Non-backwards compatible SQL database migration

Sometimes you need/want to make more radical changes to your SQL database schema, such as renaming a column or moving data from one table to another.

Tools like Flyway and Liquibase has simplified making backwards compatible database migrations, such as adding columns/tables. However in order to make non-backwards compatible changes “online” (i.e. while the application is up and running) for a clustered environment (multiple application instances accessing the same database) requires a little more thought.

Basically you need to make this change in 5 steps, spread out across (at least) 4 releases (assuming a release means updating the database, either separately or during application boot using a migration tool, and updating application – in that order). I’ll use renaming a database column as an example.
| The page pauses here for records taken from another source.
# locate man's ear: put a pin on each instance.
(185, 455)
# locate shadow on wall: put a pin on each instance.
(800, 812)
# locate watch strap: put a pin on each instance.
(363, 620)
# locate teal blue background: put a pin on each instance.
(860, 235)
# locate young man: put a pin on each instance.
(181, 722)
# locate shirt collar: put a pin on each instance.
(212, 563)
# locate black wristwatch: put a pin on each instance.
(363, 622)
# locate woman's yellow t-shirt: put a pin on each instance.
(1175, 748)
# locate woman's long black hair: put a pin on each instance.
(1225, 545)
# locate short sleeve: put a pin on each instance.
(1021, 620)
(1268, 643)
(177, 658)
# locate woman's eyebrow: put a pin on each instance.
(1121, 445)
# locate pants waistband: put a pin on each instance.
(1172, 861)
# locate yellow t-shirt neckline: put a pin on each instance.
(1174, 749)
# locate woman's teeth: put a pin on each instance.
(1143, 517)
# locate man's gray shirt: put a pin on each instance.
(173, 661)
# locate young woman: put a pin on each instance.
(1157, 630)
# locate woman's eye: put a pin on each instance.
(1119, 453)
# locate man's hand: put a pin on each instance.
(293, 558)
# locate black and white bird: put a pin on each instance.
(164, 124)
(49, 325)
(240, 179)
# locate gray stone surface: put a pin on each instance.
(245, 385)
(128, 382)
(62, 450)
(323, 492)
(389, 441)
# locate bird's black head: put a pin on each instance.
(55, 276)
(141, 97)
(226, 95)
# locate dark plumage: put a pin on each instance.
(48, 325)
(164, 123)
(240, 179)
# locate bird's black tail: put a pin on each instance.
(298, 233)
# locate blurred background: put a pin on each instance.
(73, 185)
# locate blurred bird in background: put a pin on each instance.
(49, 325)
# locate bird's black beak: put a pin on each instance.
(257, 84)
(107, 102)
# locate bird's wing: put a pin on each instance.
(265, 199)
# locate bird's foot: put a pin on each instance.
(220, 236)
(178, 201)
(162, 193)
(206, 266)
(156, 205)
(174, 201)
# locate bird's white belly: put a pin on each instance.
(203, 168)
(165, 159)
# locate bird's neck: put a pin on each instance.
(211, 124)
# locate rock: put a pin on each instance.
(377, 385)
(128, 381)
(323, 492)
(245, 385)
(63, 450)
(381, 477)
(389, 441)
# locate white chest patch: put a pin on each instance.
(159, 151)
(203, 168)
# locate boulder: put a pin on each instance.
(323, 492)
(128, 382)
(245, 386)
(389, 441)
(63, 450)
  1. Database: Add the new column (i.e. do not rename or drop the previous one) to the database. You may copy existing data to new column also.
    Application: Start writing the data to both the old and the new column.
  2. Database: Copy existing data to new column also. Even if you did that in the previous step, you need to do it again, since the application may have written to the old column only between the time when the database migration was executed, and the time the application was updated. You could opt to only copy the data that was written during that time (i.e. where the old column is non-null but the new column is null.) This does not have to be a separate release, but could be the migration made as part of the next application release.
  3. Application: Start reading data from the new column instead of the old column. Note that you must not stop writing data to the old column yet, since as you update one application instance (i.e. one cluster node) at a time, there can be non-updated nodes reading the old column for data written by updated nodes.
  4. Application: Stop writing to the old column.
    Database: Note that we cannot drop the old column yet, since the non-updated nodes will still be writing to it.
  5. Database: Drop the old column.